Les sucreries, la métamorphomage en avaient toujours un stock avec elle et un autre dans sa chambre, question de n'être jamais à court de sucre. Lorsqu'elle étudiait Joyce carburait à ces bonbons et autres gâteries qui l'aidaient à tenir le coup alors qu'elle étudiait. Mais encore aujourd'hui elle avait son stock, ne pouvant s'en passer, c'était un peu sa drogue, elle avait tout de même la chance de ne pas grossir et d'avoir de bonnes dents même si pour les dents elle savait bien les entretenir.
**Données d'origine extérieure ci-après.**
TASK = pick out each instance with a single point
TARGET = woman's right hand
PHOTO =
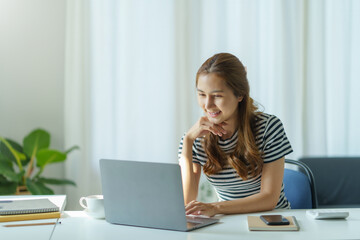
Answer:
(203, 127)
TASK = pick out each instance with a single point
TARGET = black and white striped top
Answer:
(271, 140)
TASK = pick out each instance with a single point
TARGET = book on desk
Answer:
(31, 208)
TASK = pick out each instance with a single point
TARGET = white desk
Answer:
(77, 225)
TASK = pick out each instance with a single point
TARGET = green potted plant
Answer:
(22, 166)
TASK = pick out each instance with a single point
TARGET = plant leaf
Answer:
(46, 156)
(6, 153)
(38, 188)
(35, 141)
(7, 170)
(56, 181)
(7, 188)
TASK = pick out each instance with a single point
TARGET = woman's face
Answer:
(217, 99)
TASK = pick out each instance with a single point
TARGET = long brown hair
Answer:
(246, 158)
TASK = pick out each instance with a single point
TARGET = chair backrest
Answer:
(299, 186)
(337, 180)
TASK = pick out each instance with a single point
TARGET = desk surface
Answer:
(77, 225)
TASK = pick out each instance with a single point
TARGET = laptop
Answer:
(146, 194)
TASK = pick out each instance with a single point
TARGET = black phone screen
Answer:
(274, 220)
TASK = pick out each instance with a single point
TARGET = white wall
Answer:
(32, 38)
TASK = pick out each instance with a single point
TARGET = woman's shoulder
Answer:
(265, 118)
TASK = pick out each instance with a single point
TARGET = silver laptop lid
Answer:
(143, 194)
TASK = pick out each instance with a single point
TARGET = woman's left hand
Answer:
(199, 208)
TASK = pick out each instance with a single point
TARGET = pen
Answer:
(30, 224)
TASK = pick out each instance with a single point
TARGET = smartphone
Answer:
(274, 220)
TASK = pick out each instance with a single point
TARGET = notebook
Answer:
(29, 216)
(26, 206)
(256, 224)
(146, 194)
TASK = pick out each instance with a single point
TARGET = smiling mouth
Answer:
(214, 114)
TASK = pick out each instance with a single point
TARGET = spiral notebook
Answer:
(12, 207)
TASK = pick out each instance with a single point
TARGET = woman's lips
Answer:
(214, 114)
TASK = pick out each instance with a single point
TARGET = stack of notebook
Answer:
(28, 209)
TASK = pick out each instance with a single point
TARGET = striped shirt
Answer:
(272, 142)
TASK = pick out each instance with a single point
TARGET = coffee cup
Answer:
(94, 205)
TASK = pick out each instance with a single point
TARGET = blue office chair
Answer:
(337, 180)
(299, 185)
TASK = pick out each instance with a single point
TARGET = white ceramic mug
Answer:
(94, 205)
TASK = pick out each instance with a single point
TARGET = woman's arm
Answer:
(190, 172)
(265, 200)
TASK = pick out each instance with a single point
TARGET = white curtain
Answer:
(131, 68)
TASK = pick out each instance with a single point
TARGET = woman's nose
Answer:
(209, 102)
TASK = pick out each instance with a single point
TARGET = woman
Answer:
(241, 151)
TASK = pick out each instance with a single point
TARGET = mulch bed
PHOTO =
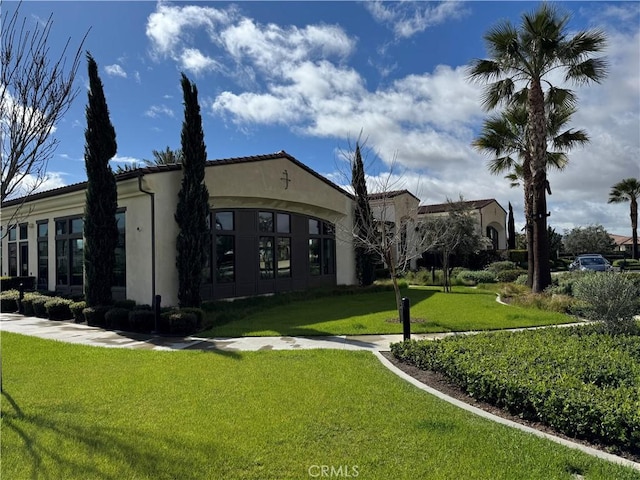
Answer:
(441, 383)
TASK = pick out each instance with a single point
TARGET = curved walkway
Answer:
(82, 334)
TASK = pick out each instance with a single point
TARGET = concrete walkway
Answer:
(82, 334)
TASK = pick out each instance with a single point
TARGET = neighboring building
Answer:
(623, 244)
(279, 226)
(491, 218)
(276, 224)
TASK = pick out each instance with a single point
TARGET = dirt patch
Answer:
(441, 383)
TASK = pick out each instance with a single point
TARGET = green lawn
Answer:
(77, 412)
(370, 313)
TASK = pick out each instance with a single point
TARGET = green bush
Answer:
(496, 267)
(578, 380)
(506, 276)
(473, 277)
(95, 316)
(39, 308)
(142, 320)
(76, 309)
(58, 308)
(9, 301)
(117, 319)
(611, 298)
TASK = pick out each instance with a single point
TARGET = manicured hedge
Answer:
(580, 381)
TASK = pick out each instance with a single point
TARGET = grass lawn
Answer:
(370, 313)
(77, 412)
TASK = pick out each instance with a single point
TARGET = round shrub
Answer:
(58, 308)
(9, 301)
(76, 309)
(507, 276)
(38, 306)
(473, 277)
(142, 320)
(117, 319)
(611, 298)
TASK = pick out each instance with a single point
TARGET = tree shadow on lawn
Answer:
(298, 316)
(79, 450)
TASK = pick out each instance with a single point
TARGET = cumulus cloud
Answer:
(408, 18)
(156, 111)
(115, 70)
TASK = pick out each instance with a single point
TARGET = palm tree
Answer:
(628, 190)
(505, 136)
(521, 60)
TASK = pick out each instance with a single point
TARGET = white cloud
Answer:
(408, 18)
(156, 111)
(115, 70)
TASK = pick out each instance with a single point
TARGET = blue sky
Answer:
(308, 77)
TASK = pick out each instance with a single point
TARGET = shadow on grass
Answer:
(296, 318)
(58, 447)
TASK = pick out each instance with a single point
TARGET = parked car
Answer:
(592, 261)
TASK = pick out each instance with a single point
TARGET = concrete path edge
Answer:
(489, 416)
Avoir une magnifique dent noire sur une photo ne l'intéressait guère. Aujourd'hui sa situation avait changé, elle n'était plus une élève mais une adulte qui avait réussi à décrocher rapidement un emploi à son plus grand étonnement mais surtout à sa plus grande joie ! Tess avait été l'une des premières personnes qui avait su la nouvelle, Joyce avait envoyé Groms à Poudlard avec une lettre qu'elle avait rédigée. Et puis, il y avait eu quelques articles qui avaient paru dans la presse, Joyce en avait lu quelques-uns, tentant de savoir ce qu'on pensait d'elle, question de lui mettre un peu plus de pression car la miss Weather stressait d'avance face au match, son premier match qu'elle allait avoir. Mais sûrement après celui-ci elle ressentirait moins de pression et plus d'assurance, les filles de l'équipe étaient vraiment cool avec elle ce qui avait le don de la rassurer, tout du moins un peu mais pas assez pour la soulager du poids qu'elle s'était imposée. C'était toujours avec une certaine joie et malice qu'elle aimait apprendre aux personnes de son entourage qui ne le savaient pas encore qu'elle était à présent l'attrapeuse des Harpies. La proposition que lui fit l'ancien Serpentard lui fit arquer un sourcil, son offre était intéressante, l'idée était alléchante, ne plus avoir mal était une idée qui la séduisait d'avance mais qu'est-ce qui lui disait que sa crème en question marcherait vraiment ? Et puis, elle avait sa mère qui – même si ce n'était plus comme avant – était capable de lui concocter quelque chose qui pouvait amoindrir ses souffrances. Se mordillant la lèvre inférieure, plissant légèrement les yeux, Joyce laissa passer quelques secondes avant de reprendre :

« Je te dirais bien oui tout de suite, mais qu'est-ce qui me dit que ton baume va marcher ? Je vais peut-être me faire une allergie. Puis, » elle se pencha un peu vers lui « Je te rappelle que j'ai ma mère … vas-y, vends-moi ton baume on verra si je vais céder. dit-elle avec un sourire goguenard

Elle avait les cartes en main et pouvait tout aussi bien lui refuser aussi sec de lui offrir une place même si ça ne se faisait pas, mais ce n'était pas dans l'idée de Joyce de refusait à un ami de lui offrir une place pour un match de Quidditch vu que maintenant elle avait l'opportunité d'en avoir – facilement – gratuitement. Cela lui rappela que dans le week-end elle devait envoyer des tickets pour son match à Katlyna, depuis sa sortie de Saint Mangouste Joyce avait tenu une correspondance avec la médicomage, la tenant régulièrement informée des avancements dans sa vie et elle trouvait ça naturel de lui faire la faire surprise de lui offrir des places pour son premier match.